Highlights:
- A new “Asset Orchestrator” at the heart of the release will enable developers to fine-tune their models using assets like Low-Rank Adaptations, or LoRAs.
- The new service, OctoML claims, can produce art generations in an average of 2.8 seconds, significantly speeding up image production with the photo-realistic model Stable Diffusion XL.
Recently, OctoML Inc., a startup specializing in artificial intelligence optimization, announced the release of OctoAI Image Gen. This architecture enables developers to customize image generation on well-known models like Stable Diffusion and simultaneously apply changes to thousands of assets.
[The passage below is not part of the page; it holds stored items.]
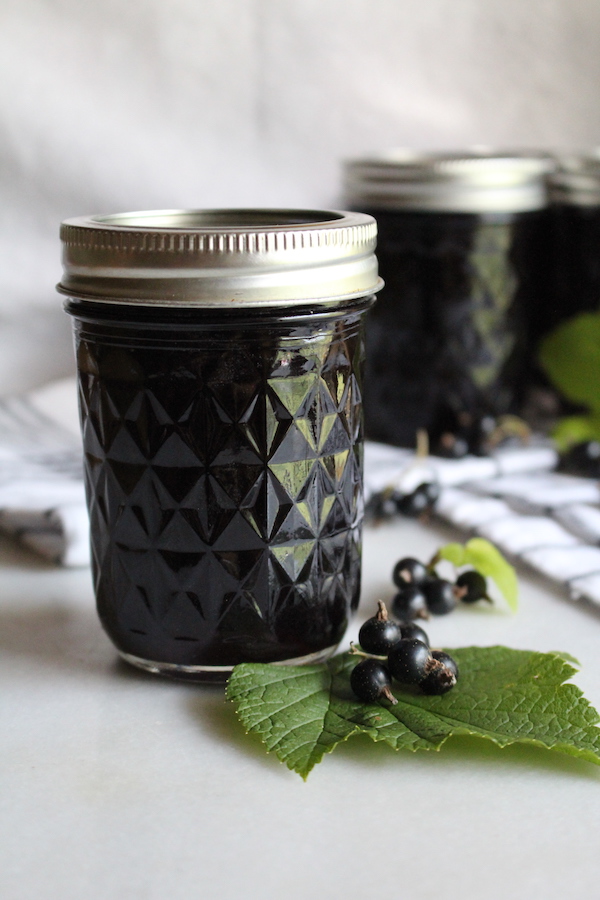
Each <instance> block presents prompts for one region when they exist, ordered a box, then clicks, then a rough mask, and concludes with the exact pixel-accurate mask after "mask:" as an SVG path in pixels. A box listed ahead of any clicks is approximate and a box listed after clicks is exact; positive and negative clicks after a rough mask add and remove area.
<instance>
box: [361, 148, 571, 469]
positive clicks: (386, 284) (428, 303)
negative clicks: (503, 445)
mask: <svg viewBox="0 0 600 900" xmlns="http://www.w3.org/2000/svg"><path fill="white" fill-rule="evenodd" d="M553 166H554V163H553V161H552V159H551V157H550V156H548V155H545V154H538V155H534V154H531V155H528V154H523V153H512V152H511V153H502V154H497V155H496V154H492V153H487V152H486V153H483V152H482V153H479V152H469V153H464V154H459V153H452V154H416V153H410V152H407V151H391V152H389V153H387V154H383V155H381V156H377V157H374V158H368V159H359V160H353V161H349V162H348V163H347V164H346V167H345V199H346V204H347V205H349V206H350V207H351V208H353V209H356V210H361V211H363V212H368V213H370V214H371V215H373V216H374V217H375V218H376V219H377V223H378V231H379V239H378V245H377V255H378V258H379V268H380V273H381V275H382V277H383V279H384V282H385V287H384V289H383V290H382V291H381V293H380V295H379V299H378V301H377V303H376V304H375V306H374V307H373V308H372V309H371V310H370V312H369V315H368V317H367V367H366V375H365V423H366V434H367V436H368V437H370V438H371V439H373V440H379V441H384V442H387V443H391V444H396V445H400V446H414V445H415V441H416V434H417V431H418V430H420V429H423V430H426V431H427V432H428V434H429V439H430V446H431V447H432V449H433V450H434V451H436V452H441V453H444V454H445V455H453V454H456V455H460V453H462V452H465V450H470V451H471V452H480V450H481V446H482V440H483V437H484V435H485V432H486V429H489V428H490V423H491V422H492V421H493V420H494V419H495V418H496V417H498V416H500V415H502V414H505V413H507V412H513V411H516V410H518V409H519V407H520V405H521V403H522V400H523V393H524V390H525V386H526V385H527V383H528V380H529V366H530V364H529V361H528V360H529V358H530V356H531V353H530V352H529V347H530V340H531V337H530V332H531V327H532V326H531V323H532V322H535V321H536V320H537V319H538V318H539V316H540V315H541V314H542V311H543V308H544V303H545V301H546V298H547V286H546V279H547V277H548V262H549V213H548V207H547V189H546V176H547V173H548V172H549V171H550V170H551V169H552V168H553Z"/></svg>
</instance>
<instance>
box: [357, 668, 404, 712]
mask: <svg viewBox="0 0 600 900" xmlns="http://www.w3.org/2000/svg"><path fill="white" fill-rule="evenodd" d="M391 684H392V679H391V677H390V673H389V671H388V670H387V669H386V667H385V666H384V665H383V664H382V663H380V662H379V660H377V659H363V660H362V662H359V663H358V665H357V666H355V667H354V668H353V669H352V672H351V673H350V687H351V688H352V690H353V691H354V693H355V694H356V696H357V697H358V699H359V700H363V701H364V702H365V703H374V702H375V701H376V700H380V699H381V698H382V697H385V698H386V700H389V701H390V703H394V704H395V703H397V702H398V701H397V700H396V698H395V697H394V695H393V694H392V692H391Z"/></svg>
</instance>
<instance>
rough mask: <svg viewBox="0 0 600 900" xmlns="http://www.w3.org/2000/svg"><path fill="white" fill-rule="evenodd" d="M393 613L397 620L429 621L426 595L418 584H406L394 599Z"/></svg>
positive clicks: (392, 599)
mask: <svg viewBox="0 0 600 900" xmlns="http://www.w3.org/2000/svg"><path fill="white" fill-rule="evenodd" d="M392 612H393V613H394V615H395V616H396V618H397V619H404V620H407V621H408V620H410V619H428V618H429V613H428V612H427V601H426V599H425V594H424V593H423V591H422V590H421V588H420V587H419V586H418V585H416V584H405V585H404V587H403V588H402V589H401V590H400V591H398V593H397V594H396V595H395V596H394V598H393V599H392Z"/></svg>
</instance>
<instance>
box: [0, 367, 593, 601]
mask: <svg viewBox="0 0 600 900" xmlns="http://www.w3.org/2000/svg"><path fill="white" fill-rule="evenodd" d="M75 396H76V389H75V383H74V381H73V380H71V379H69V380H67V381H64V382H61V383H57V384H55V385H50V386H48V388H47V389H45V390H42V391H38V392H33V393H32V394H30V395H26V396H23V397H9V398H4V399H0V529H1V530H2V531H4V532H5V533H7V534H9V535H12V536H13V537H15V538H16V539H17V540H19V541H20V542H21V543H23V544H25V545H26V546H27V547H29V548H30V549H32V550H34V551H35V552H36V553H38V554H40V555H41V556H43V557H45V558H46V559H49V560H51V561H53V562H54V563H57V564H60V565H63V566H85V565H88V564H89V544H88V518H87V511H86V506H85V496H84V488H83V471H82V462H81V444H80V438H79V436H78V433H77V423H76V413H75V410H76V404H75ZM556 462H557V456H556V452H555V450H554V449H553V448H552V447H551V446H550V445H549V444H548V443H547V442H546V443H545V442H543V441H539V442H537V443H536V442H533V443H532V444H531V445H529V446H525V447H508V448H500V449H498V450H497V451H496V452H495V453H493V454H492V455H490V456H487V457H474V456H467V457H464V458H463V459H460V460H448V459H440V458H438V457H425V458H417V457H416V456H415V454H414V453H413V452H412V451H410V450H402V449H399V448H396V447H390V446H388V445H386V444H378V443H374V442H372V441H367V442H366V444H365V499H366V500H368V499H369V497H371V496H372V495H373V494H374V493H379V492H380V491H382V490H385V489H387V488H390V487H391V488H394V489H396V490H399V491H400V492H401V493H404V494H410V493H411V492H412V491H413V490H414V489H415V488H416V487H417V486H418V485H419V484H422V483H424V482H435V483H436V484H437V485H439V487H440V488H441V491H440V497H439V500H438V502H437V506H436V514H437V515H438V516H439V517H440V518H441V519H443V520H444V521H446V522H448V523H450V524H452V525H454V526H456V527H457V528H459V529H460V530H461V531H462V532H463V533H464V534H465V536H468V535H480V536H481V537H485V538H487V539H488V540H490V541H492V542H493V543H494V544H496V545H497V546H498V547H499V549H500V550H501V551H502V552H503V553H504V554H505V555H507V556H508V557H509V558H510V559H512V560H513V561H514V562H520V563H523V564H525V565H527V566H529V567H530V568H532V569H534V570H535V571H537V572H539V573H541V574H542V575H544V576H545V577H547V578H549V579H551V580H552V581H553V582H554V583H556V584H558V585H560V586H561V587H562V588H563V589H564V590H565V591H566V592H567V594H568V595H569V596H570V597H571V598H573V599H579V598H583V599H586V600H588V601H590V602H591V603H593V604H594V605H596V606H598V607H600V485H599V484H598V483H596V482H595V481H593V480H591V479H586V478H575V477H573V476H569V475H563V474H560V473H557V472H555V471H554V469H555V466H556Z"/></svg>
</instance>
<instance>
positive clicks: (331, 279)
mask: <svg viewBox="0 0 600 900" xmlns="http://www.w3.org/2000/svg"><path fill="white" fill-rule="evenodd" d="M376 238H377V225H376V223H375V220H374V219H373V218H372V217H371V216H368V215H365V214H364V213H356V212H340V211H338V210H304V209H302V210H294V209H291V210H290V209H284V210H280V209H223V210H218V209H217V210H155V211H147V212H130V213H122V214H119V215H111V216H88V217H83V218H77V219H67V220H66V221H65V222H63V224H62V226H61V239H62V241H63V269H64V274H63V278H62V281H61V282H60V284H58V285H57V290H58V291H59V292H60V293H62V294H66V295H67V296H69V297H73V298H76V299H82V300H90V301H93V302H99V303H124V304H128V305H140V306H169V307H212V308H224V307H225V308H232V307H236V306H252V307H262V306H267V307H268V306H294V305H300V304H302V303H306V301H307V300H309V301H314V300H317V301H322V302H323V303H327V302H328V301H340V300H345V299H348V300H349V299H352V298H354V297H361V296H365V295H368V294H372V293H374V292H375V291H377V290H379V289H380V288H381V286H382V284H383V282H382V281H381V279H380V278H379V277H378V274H377V260H376V257H375V244H376Z"/></svg>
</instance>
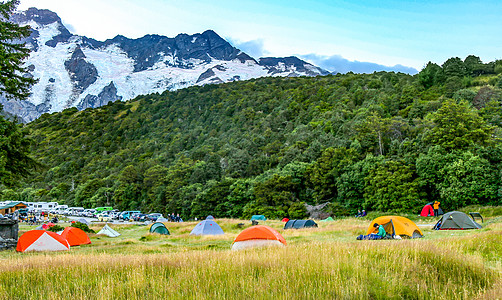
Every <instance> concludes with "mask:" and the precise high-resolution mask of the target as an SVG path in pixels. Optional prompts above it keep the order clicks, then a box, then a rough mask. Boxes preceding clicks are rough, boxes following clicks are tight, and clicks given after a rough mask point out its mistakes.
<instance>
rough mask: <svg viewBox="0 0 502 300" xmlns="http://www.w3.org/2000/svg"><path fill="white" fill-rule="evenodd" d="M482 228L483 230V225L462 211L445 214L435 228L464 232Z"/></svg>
mask: <svg viewBox="0 0 502 300" xmlns="http://www.w3.org/2000/svg"><path fill="white" fill-rule="evenodd" d="M480 228H482V226H481V225H479V224H478V223H476V222H475V221H474V220H473V219H471V218H469V216H468V215H466V214H465V213H463V212H460V211H451V212H448V213H446V214H444V215H443V216H442V217H441V219H439V221H438V222H437V223H436V225H434V227H433V229H435V230H464V229H480Z"/></svg>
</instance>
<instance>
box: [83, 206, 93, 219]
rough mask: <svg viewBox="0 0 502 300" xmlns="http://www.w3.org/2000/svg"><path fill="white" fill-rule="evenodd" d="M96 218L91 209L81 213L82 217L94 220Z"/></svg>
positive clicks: (92, 210)
mask: <svg viewBox="0 0 502 300" xmlns="http://www.w3.org/2000/svg"><path fill="white" fill-rule="evenodd" d="M95 216H96V210H95V209H93V208H88V209H86V210H84V211H83V212H82V217H87V218H94V217H95Z"/></svg>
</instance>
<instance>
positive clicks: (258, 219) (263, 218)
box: [251, 215, 267, 221]
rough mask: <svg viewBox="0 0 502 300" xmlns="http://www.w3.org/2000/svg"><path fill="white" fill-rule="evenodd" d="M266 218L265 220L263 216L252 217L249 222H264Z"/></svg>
mask: <svg viewBox="0 0 502 300" xmlns="http://www.w3.org/2000/svg"><path fill="white" fill-rule="evenodd" d="M266 220H267V218H265V216H264V215H253V216H252V217H251V221H266Z"/></svg>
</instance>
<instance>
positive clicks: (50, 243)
mask: <svg viewBox="0 0 502 300" xmlns="http://www.w3.org/2000/svg"><path fill="white" fill-rule="evenodd" d="M16 250H17V251H18V252H28V251H61V250H70V245H69V244H68V241H67V240H66V239H64V238H63V237H61V236H60V235H58V234H56V233H54V232H50V231H45V230H30V231H28V232H25V233H24V234H23V235H22V236H21V237H20V238H19V240H18V241H17V247H16Z"/></svg>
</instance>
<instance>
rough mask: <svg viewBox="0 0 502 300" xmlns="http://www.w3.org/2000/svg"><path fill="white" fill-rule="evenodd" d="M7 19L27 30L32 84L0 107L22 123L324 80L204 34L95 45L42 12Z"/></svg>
mask: <svg viewBox="0 0 502 300" xmlns="http://www.w3.org/2000/svg"><path fill="white" fill-rule="evenodd" d="M11 20H13V21H15V22H17V23H19V24H21V25H30V26H31V28H32V35H31V36H30V37H29V38H27V39H26V40H24V42H26V43H27V46H28V47H29V48H30V49H31V50H32V53H31V55H30V57H29V58H28V60H27V62H26V65H25V66H26V67H27V69H28V70H29V73H28V74H26V76H33V77H35V78H37V79H38V80H39V81H38V83H37V84H35V85H34V86H33V87H32V95H31V97H30V98H29V99H28V100H27V101H22V102H20V101H7V100H6V99H4V98H2V97H1V96H0V104H3V105H4V108H5V110H6V111H7V112H9V113H11V114H14V115H17V116H19V118H21V120H22V121H24V122H30V121H32V120H34V119H35V118H38V117H39V116H40V115H41V114H43V113H46V112H47V113H52V112H57V111H62V110H64V109H66V108H70V107H77V108H78V109H86V108H89V107H99V106H101V105H105V104H106V103H108V102H109V101H116V100H129V99H132V98H134V97H136V96H138V95H142V94H149V93H156V92H157V93H161V92H163V91H165V90H176V89H180V88H185V87H189V86H192V85H205V84H216V83H223V82H230V81H235V80H248V79H252V78H257V77H263V76H316V75H324V74H328V72H326V71H324V70H322V69H320V68H318V67H315V66H313V65H311V64H308V63H306V62H305V61H302V60H300V59H298V58H296V57H287V58H264V59H260V61H259V62H257V61H256V60H254V59H253V58H252V57H250V56H249V55H247V54H246V53H244V52H242V51H240V50H239V49H237V48H235V47H233V46H232V45H230V44H229V43H228V42H227V41H226V40H224V39H223V38H221V37H220V36H219V35H218V34H216V33H215V32H214V31H212V30H206V31H204V32H203V33H197V34H193V35H188V34H179V35H177V36H176V37H174V38H169V37H165V36H160V35H146V36H144V37H141V38H138V39H129V38H126V37H124V36H121V35H118V36H116V37H115V38H113V39H109V40H106V41H104V42H100V41H96V40H94V39H92V38H88V37H84V36H77V35H73V34H71V33H70V32H69V31H68V29H66V27H65V26H64V24H63V23H62V21H61V19H60V18H59V17H58V15H57V14H56V13H54V12H51V11H49V10H39V9H36V8H30V9H28V10H27V11H25V12H19V13H17V14H15V15H13V16H12V18H11Z"/></svg>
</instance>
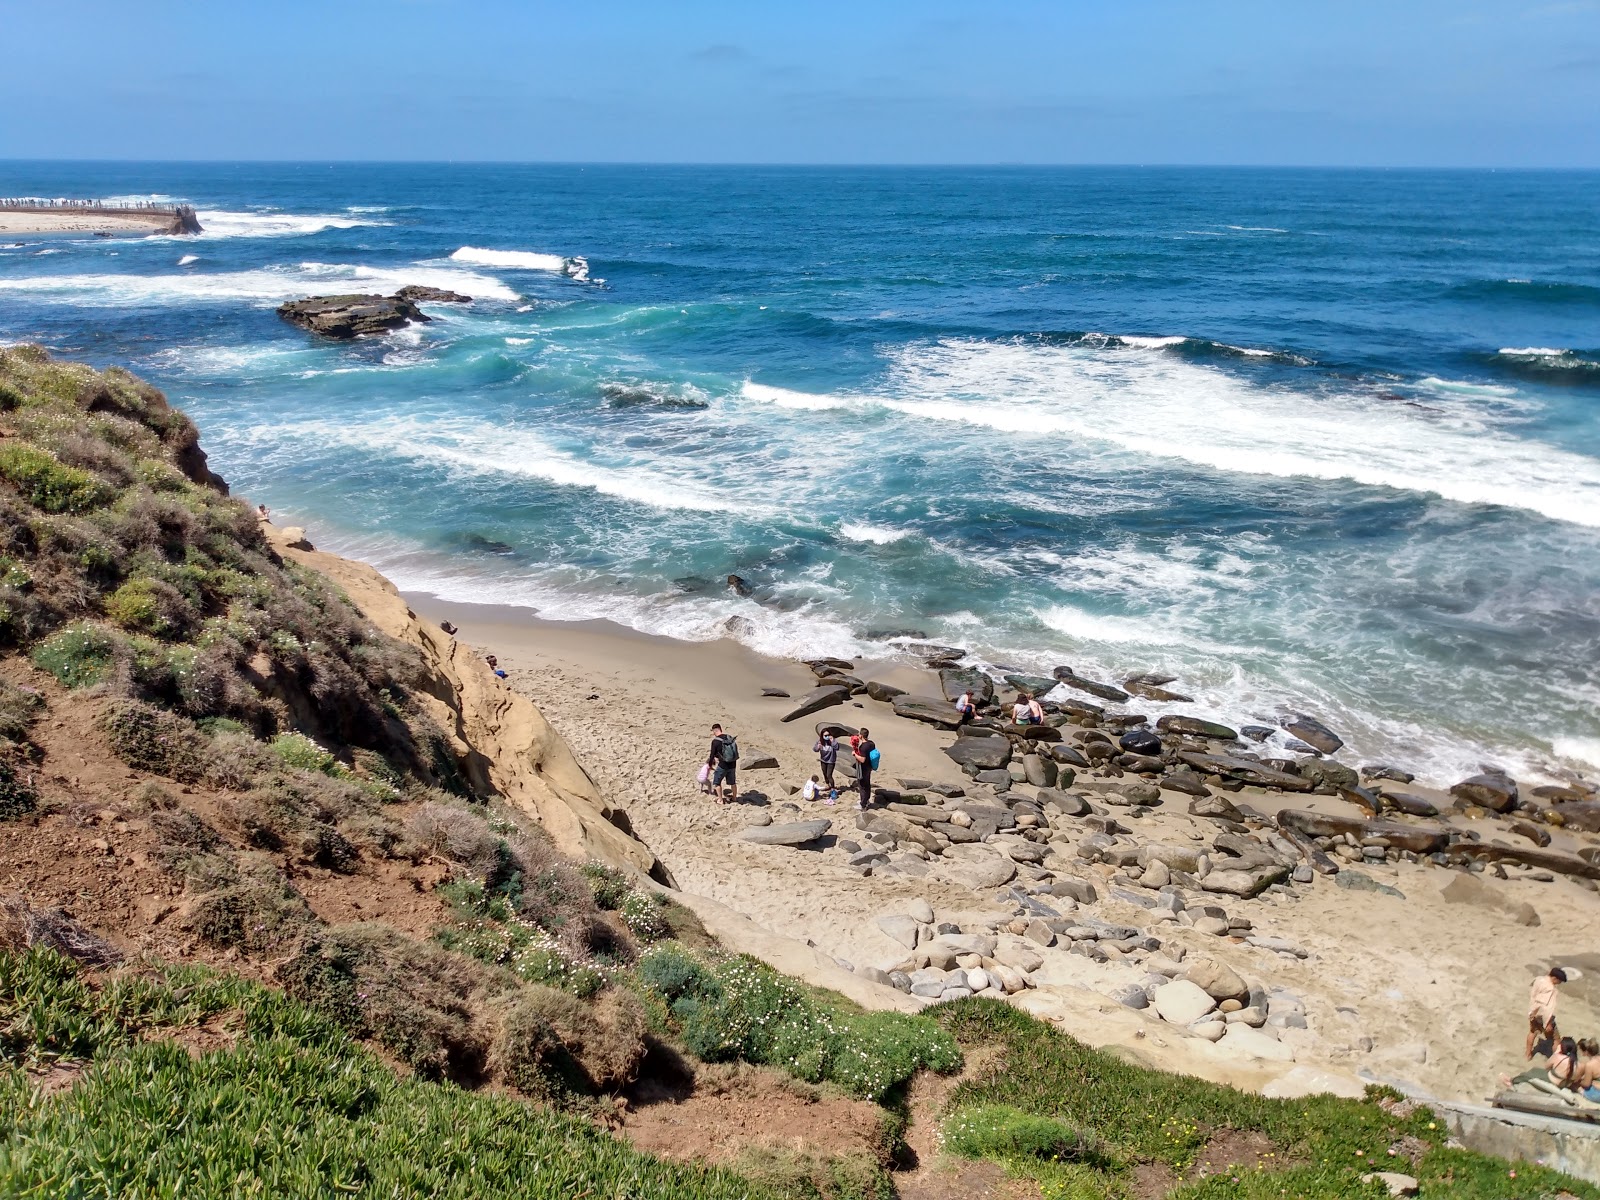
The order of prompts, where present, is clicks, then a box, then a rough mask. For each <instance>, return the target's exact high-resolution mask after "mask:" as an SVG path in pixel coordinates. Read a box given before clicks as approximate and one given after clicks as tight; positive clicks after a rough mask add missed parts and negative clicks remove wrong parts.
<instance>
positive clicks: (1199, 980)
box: [1179, 958, 1250, 1005]
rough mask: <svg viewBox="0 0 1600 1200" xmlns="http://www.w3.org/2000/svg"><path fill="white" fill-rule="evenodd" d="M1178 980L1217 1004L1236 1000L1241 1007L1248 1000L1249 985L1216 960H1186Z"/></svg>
mask: <svg viewBox="0 0 1600 1200" xmlns="http://www.w3.org/2000/svg"><path fill="white" fill-rule="evenodd" d="M1179 979H1187V981H1189V982H1192V984H1194V986H1195V987H1198V989H1200V990H1202V992H1205V994H1206V995H1210V997H1211V998H1213V1000H1216V1002H1218V1003H1221V1002H1224V1000H1238V1003H1242V1005H1243V1003H1246V1002H1248V1000H1250V984H1246V982H1245V981H1243V979H1240V978H1238V971H1235V970H1234V968H1232V966H1229V965H1227V963H1219V962H1218V960H1216V958H1189V960H1186V962H1184V973H1182V974H1181V976H1179Z"/></svg>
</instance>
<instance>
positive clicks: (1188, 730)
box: [1155, 717, 1238, 742]
mask: <svg viewBox="0 0 1600 1200" xmlns="http://www.w3.org/2000/svg"><path fill="white" fill-rule="evenodd" d="M1155 728H1157V730H1160V731H1162V733H1187V734H1189V736H1192V738H1213V739H1216V741H1221V742H1230V741H1237V739H1238V730H1234V728H1230V726H1227V725H1219V723H1218V722H1208V720H1202V718H1200V717H1162V718H1160V720H1158V722H1155Z"/></svg>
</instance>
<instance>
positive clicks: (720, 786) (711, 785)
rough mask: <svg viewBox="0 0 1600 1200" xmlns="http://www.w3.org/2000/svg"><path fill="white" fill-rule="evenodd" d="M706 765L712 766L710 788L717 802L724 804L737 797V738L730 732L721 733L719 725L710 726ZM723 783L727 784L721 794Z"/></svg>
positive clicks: (738, 780)
mask: <svg viewBox="0 0 1600 1200" xmlns="http://www.w3.org/2000/svg"><path fill="white" fill-rule="evenodd" d="M706 765H707V766H710V768H712V776H710V790H712V795H715V797H717V803H720V805H725V803H728V802H730V800H738V798H739V739H738V738H734V736H733V734H731V733H723V731H722V726H720V725H712V726H710V754H709V755H706ZM723 784H726V786H728V792H726V795H723V790H722V787H723Z"/></svg>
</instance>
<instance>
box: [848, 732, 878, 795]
mask: <svg viewBox="0 0 1600 1200" xmlns="http://www.w3.org/2000/svg"><path fill="white" fill-rule="evenodd" d="M850 754H851V757H853V758H854V760H856V787H859V789H861V798H859V800H856V808H870V806H872V773H874V771H875V770H877V768H878V747H877V742H874V741H872V738H870V736H869V734H867V730H866V726H862V730H861V733H858V734H856V736H854V738H851V739H850Z"/></svg>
Luis Ceze, Chief Executive of OctoML, said, “Image generation applications have quickly gone from fad to real business, with many e-commerce, entertainment and creative organizations looking to differentiate their service with AI. But building these custom experiences with Stable Diffusion today is an extensive engineering effort that simply doesn’t scale.”
In June, OctoAI was introduced to assist developers in creating and expanding their artificial intelligence models. With the addition of this new offering, it can now offer an API endpoint and enable mass fine-tuning with its resources.
The new “Asset Orchestrator,” which is the centerpiece of the release, will enable developers to enhance their models with assets like Low-Rank Adaptations, or LoRAs. Using a LoRA, users can quickly train Stable Diffusion on various concepts, like a specific character or style. LoRAs are fine-tuning models.
Unlike standard image-generating models, which can be cumbersome due to their size, LoRAs generate small portable models, making them useful. Due to their reduced processing power requirements, they are also far faster and simpler to train.
A LoRA can enhance a Stable Diffusion model once it has been trained to produce an image with that particular character or style. Therefore, for fine-tuning a model, LoRAs represent a reasonable trade-off in terms of size, time, and computing power.
Users can prompt a Stable Diffusion model with text to create an image of a video game character or comic book character, for instance. This would probably lead to finicky and inconsistent results — and would probably require a lot of trying to get the model to manifest the image they want. This is called prompt engineering.
A LoRA trained on pictures of that particular character and styles the user desired, like from a certain video game or art style from a certain era of comic books, would more accurately align the model to match the intended results. A lot less engineering would be needed for the model to produce a reasonably good customized image.
Using OctoML’s photo-realistic model Stable Diffusion XL, the new service produces art generation on average in 2.8 seconds, according to OctoML. As part of the asset management feature, users can manage and pull models and data from popular sources like CivitAI, an open-source tool where users can share AI artwork from Stable Diffusion, and Hugging Face Inc.’s open-source AI model repository.
Numerous clients, such as Storytime AI, which creates an app that employs AI to create children’s stories, and NightCafe Studio Ply Ltd., which operates an AI art generator website and community, have already implemented the OctAI image generation solution in their business applications.
Brian Carlson, CEO of Storytime AI, said, “Our top priority is to deliver kid-safe, consistent, engaging images for our custom children’s stories. Previously, this process relied on heavy-handed prompt engineering. But OctoAI helped us stand up a whole new image gen architecture utilizing assets like LoRAs to create consistent visuals without the added complexity of prompt engineering.”